Quindi i frutti di mare in due tempi: vongole marinate con meringa di vongole, clam chowder, paprica affumicata e gambi di sedano selvatico; cozze con tom kha kai tipo crème brûlée piccante; ostrica al burro con carciofi e arachidi; capalonga alla brace con salsa barbecue e ossalide; delizioso limone di mare con iceberg, crescione e pinoli; cappasanta gratinata al pecorino con ragù di quaglia emulsionato al corallo; zuppa di buccini alla brace con brodo di cappone e alghe; in ultimo guanciale di maiale, umibudu e ricci di mare, per la transizione verso la carne.
L’arrivo in montagna è segnato dalla cultura contadina asiaghese, dove gli animali da cortile avevano poco da mangiare e comunque erano utilizzati interamente. Quindi il naso di maiale fritto con cime di rapa e salsa carbonara (in realtà frutto della passione e formaggio Asiago), l’animella con spezie, brodo di bucce e pomodoro conservato sott’olio; le creste di gallo con finocchi e finta senape fermentata.
La terra poi diventa funghi: ovvero trombette dei morti con zabaione salato al whisky torbato, cardoncello fritto alla camomilla con acqua di ostrica, zuppa di spugnole; quale piatto liquido il tè nero di gambi affumicati in infusione nel brodo degli scarti. Segue un tuffo nella storia: il Meelkraut (letteralmente “erbe insieme”), sorta di salsiccetta ottenuta dalle erbe raccolte dalla primavera all’autunno, fermentate come crauti e utilizzate in inverno, quando la neve soffoca il vegetale. Avvolte nella rete di maiale o nel budello, dopo essere state asciugate con la cipolla, venivano ricotte sulla brace per tutta la notte. Qui con una salsa naturalmente piccante ottenuta per estrazione a freddo dagli scarti.

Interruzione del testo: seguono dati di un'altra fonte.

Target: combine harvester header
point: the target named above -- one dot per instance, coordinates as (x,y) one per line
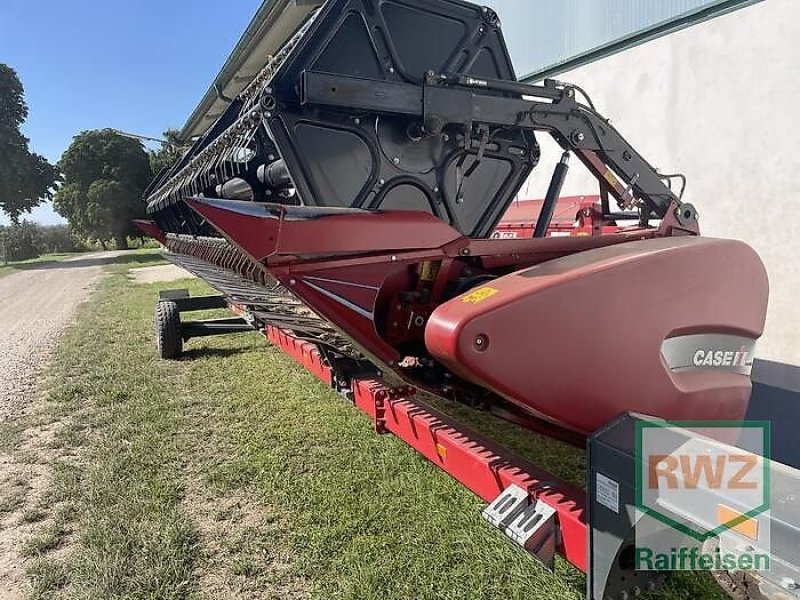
(348,204)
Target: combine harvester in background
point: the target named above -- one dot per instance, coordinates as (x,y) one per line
(345,205)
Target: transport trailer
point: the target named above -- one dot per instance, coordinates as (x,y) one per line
(348,204)
(537,510)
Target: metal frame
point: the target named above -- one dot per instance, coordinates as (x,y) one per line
(206,327)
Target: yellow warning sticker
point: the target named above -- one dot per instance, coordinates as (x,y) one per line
(610,177)
(478,295)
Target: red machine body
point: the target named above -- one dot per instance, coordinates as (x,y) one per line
(546,337)
(573,215)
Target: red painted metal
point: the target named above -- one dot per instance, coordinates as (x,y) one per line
(573,216)
(481,465)
(303,352)
(264,230)
(569,364)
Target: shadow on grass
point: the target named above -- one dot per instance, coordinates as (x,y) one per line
(194,353)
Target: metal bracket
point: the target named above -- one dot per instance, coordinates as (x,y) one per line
(528,523)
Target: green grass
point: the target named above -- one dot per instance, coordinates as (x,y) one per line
(10,267)
(237,462)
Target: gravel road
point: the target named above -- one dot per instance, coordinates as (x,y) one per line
(35,305)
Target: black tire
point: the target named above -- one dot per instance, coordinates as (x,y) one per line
(167,322)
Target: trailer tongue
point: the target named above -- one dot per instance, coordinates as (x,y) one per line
(345,203)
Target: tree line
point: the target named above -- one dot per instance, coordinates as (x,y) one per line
(97,184)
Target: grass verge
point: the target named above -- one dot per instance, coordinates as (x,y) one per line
(233,473)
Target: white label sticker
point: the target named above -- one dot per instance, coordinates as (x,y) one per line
(608,492)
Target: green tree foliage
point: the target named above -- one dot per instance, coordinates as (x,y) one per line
(25,240)
(25,177)
(169,153)
(105,175)
(21,241)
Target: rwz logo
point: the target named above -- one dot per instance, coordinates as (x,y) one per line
(702,482)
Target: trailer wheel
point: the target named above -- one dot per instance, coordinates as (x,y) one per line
(167,322)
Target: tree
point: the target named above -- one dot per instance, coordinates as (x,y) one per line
(25,177)
(105,175)
(20,241)
(169,153)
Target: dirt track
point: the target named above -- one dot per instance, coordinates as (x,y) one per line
(35,306)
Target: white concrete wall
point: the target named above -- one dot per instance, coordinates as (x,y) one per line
(718,101)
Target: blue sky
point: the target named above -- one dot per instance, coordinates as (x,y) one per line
(140,66)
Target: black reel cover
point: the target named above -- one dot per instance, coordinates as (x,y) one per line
(348,158)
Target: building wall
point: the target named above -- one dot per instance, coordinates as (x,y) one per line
(718,102)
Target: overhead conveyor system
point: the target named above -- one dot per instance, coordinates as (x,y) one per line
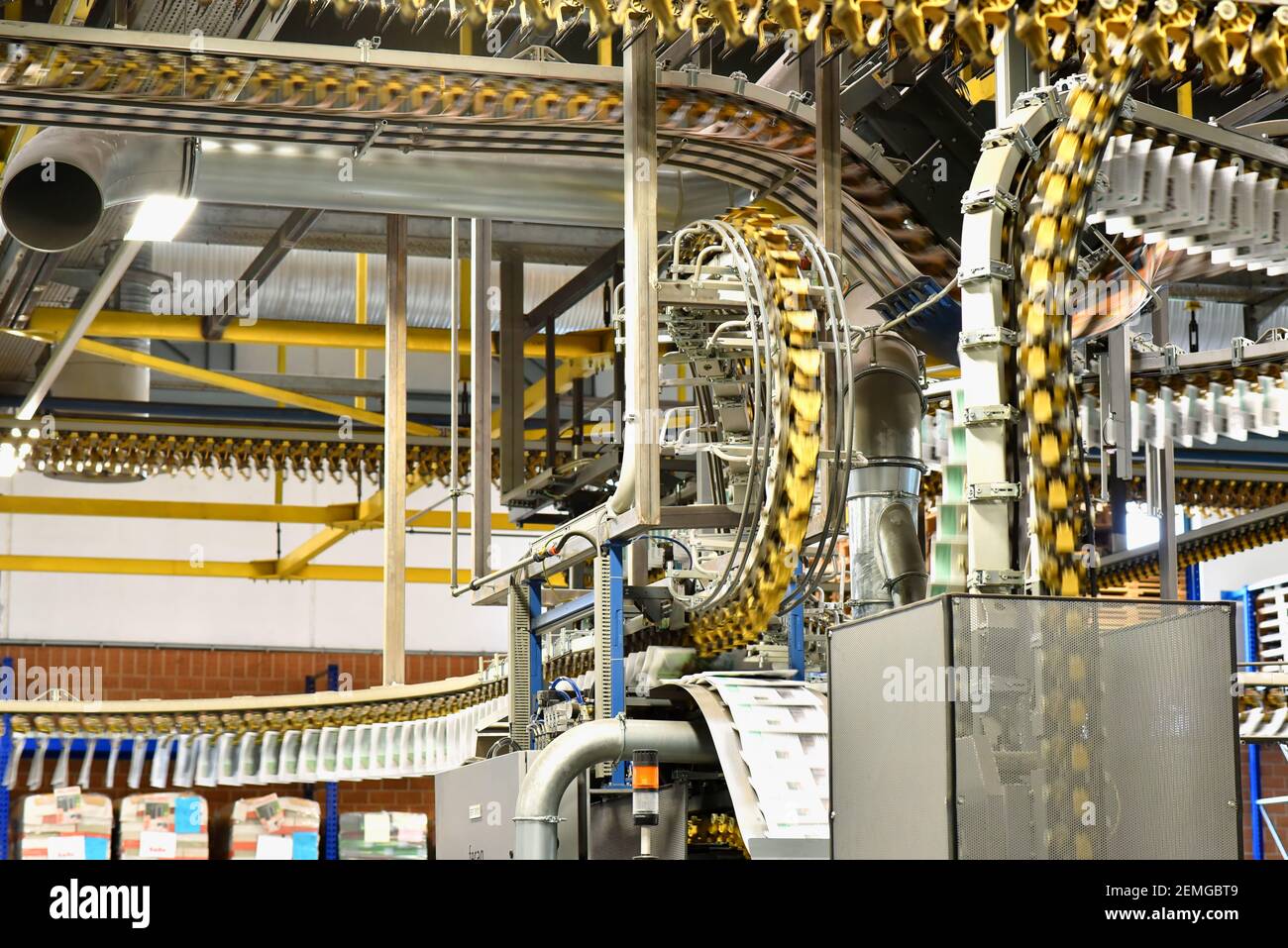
(750,437)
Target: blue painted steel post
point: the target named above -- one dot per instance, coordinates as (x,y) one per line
(1249,647)
(617,664)
(1193,591)
(333,789)
(797,635)
(536,672)
(5,747)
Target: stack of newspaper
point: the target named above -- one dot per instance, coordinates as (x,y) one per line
(64,824)
(273,827)
(384,836)
(163,826)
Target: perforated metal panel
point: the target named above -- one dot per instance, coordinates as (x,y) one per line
(1077,728)
(1094,728)
(892,764)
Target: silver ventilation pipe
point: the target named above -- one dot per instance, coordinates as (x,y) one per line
(54,191)
(536,813)
(888,567)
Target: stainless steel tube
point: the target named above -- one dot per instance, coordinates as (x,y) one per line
(887,563)
(606,741)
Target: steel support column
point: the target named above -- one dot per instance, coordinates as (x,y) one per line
(395,454)
(1249,655)
(1163,468)
(640,256)
(513,334)
(5,750)
(827,116)
(481,394)
(1014,75)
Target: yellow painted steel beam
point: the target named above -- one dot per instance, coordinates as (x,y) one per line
(369,513)
(258,570)
(243,513)
(567,372)
(52,322)
(360,317)
(233,384)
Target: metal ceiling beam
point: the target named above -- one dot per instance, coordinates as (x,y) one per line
(535,394)
(248,388)
(296,226)
(53,322)
(595,274)
(206,510)
(72,337)
(348,232)
(211,570)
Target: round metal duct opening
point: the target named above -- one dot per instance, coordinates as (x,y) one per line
(51,205)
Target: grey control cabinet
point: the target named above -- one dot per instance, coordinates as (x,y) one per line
(980,727)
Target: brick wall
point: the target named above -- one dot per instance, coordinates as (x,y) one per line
(132,673)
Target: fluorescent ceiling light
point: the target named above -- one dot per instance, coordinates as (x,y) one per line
(160,218)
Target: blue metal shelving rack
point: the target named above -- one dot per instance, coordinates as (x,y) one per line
(331,790)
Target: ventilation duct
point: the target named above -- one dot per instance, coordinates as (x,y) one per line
(58,185)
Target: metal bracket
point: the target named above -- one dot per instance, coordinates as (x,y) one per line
(1043,95)
(366,47)
(1000,491)
(991,196)
(991,415)
(1017,134)
(1237,346)
(993,269)
(986,338)
(365,146)
(984,579)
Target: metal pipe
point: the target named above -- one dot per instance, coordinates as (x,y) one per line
(481,394)
(901,554)
(64,347)
(454,481)
(887,563)
(394,664)
(638,483)
(94,170)
(568,755)
(531,557)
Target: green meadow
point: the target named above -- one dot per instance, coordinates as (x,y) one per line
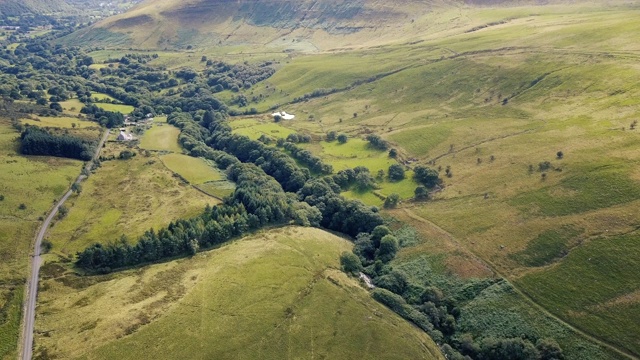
(161,137)
(195,170)
(254,128)
(273,295)
(492,105)
(124,109)
(135,195)
(28,188)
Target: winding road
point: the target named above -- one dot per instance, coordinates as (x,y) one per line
(32,286)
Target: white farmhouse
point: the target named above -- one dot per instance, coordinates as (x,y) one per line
(124,136)
(284,115)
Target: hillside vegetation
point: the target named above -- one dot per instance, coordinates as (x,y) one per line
(274,295)
(536,119)
(28,186)
(518,121)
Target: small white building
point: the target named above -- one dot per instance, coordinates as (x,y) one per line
(124,136)
(283,115)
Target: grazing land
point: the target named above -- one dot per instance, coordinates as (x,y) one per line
(134,195)
(36,182)
(272,295)
(161,138)
(196,171)
(125,109)
(254,129)
(529,113)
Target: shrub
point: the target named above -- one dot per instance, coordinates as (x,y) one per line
(391,201)
(350,262)
(396,172)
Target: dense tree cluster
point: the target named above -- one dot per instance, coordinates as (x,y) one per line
(109,119)
(222,76)
(426,176)
(257,201)
(350,217)
(39,141)
(377,142)
(433,310)
(307,158)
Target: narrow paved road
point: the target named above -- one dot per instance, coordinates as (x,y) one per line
(36,261)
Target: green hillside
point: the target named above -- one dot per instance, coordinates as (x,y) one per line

L’accompagnamento è Le Bergeron Comme Avant di Anne-Sophie e Jean-François Quénard, dalla Savoia.
A fare le veci dei dessert provvedono piatti a tendenza dolce: i Gratadei, pasta di semola cotta in brodo di frutta alla brace, condita con frutta fresca, gel di foglie di fico acidulate e gelato di spezie; il gelato ottenuto dallo sciroppo tradizionalmente ricavato dalle pigne di pino mugo macerate nel miele, per il mal di gola e la tosse, con l’aggiunta di grano saraceno, perché le pigne erano tenere e si masticavano, e di insalata di lichene dell’Altopiano; il dito da passare nello sciroppo invecchiato come Balsamico e nella polvere frizzante di erbe selvatiche. Prima della chiusura dedicata agli agrumi e ai gusti primari: per l’umami l’uovo di quaglia marinato all’arancia rossa, liquirizia selvatica e lavanda; per il piccante il cedro con caprino e basilico; per l’amaro cacao, bergamotto e sommacco; per il dolce il pompelmo rosa al caramello di pompelmo; per il grasso la torta di yuzu con gelato al limone e la sua scorza in tisana.